Getting sunlight in the right amounts can lay the foundation for optimal health in many areas of your life, to include your intelligence and libido.
Allow your eyes and body to receive the appropriate amounts of sunshine via Circadian rhythms and Infradian rhythms for optimal health, regardless of where you may live.
For today’s discussion, the focus will be on what is sunlight, why your light environment is so important to your health, and what steps you can implement immediately (for free-ish) that will make a yuuuge difference in your health. There have been a lot of great scientific research and papers written about these processes, so I’ll stay high level to keep things succinct and not repeat what a bunch of smart people have already discussed. But if you want to take a deep dive into the scientific literature, there’s a plethora of studies to refer to if you check out places like PubMed and Examine.com, and also all of Dr. Jack Kruse’s work. Ready to dive in? Ok let’s get after it!

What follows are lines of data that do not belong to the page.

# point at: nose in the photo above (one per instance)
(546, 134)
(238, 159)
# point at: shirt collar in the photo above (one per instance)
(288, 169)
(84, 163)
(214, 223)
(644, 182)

Increasing sunlight exposure and managing your light environment are foundational to long-term health. I know that’s a bold statement and may go against some long-held beliefs on what helps to create healthy people, but we’re looking to optimize not just survive, right? When I make this statement about sunlight being the foundation to health, I usually get a question like: “Why wouldn’t exercise or food be the foundation to long-term health?” Weeell sure, they are important too, but I’d probably put them in the top 5, but not number 1. First off, let’s explore what sunlight is:
1. What is Sunlight?
We all know that it’s key to life on earth, photosynthesis for plants, and other things, but do you truly know what sunlight is composed of? Sunlight is composed of many different types of frequencies, more specifically, it is “electromagnetic radiation, or energy, that is emitted by the Sun. It consists of visible, infrared, and ultraviolet light.” (1) Think of the rainbow, or better yet, think of that Pink Floyd album cover with the white light shining into a prism, then splitting into various colors. That’s essentially visible light or sunlight we can see! Did you know that our bodies use various types of light for many different bodily functions and hormone signaling to include the invisible types of light like infrared and UV? Here are some basic definitions and ranges, though keep in mind the ranges are approximate:
Ultraviolet light: light that is invisible to the human eye and is between 10 – 400 nanometers. You have probably heard UV light discussed in cop TV shows when talking about forensics, or when people talk about UVA and UVB light when getting a suntan. Typically shows up between late morning and late afternoon.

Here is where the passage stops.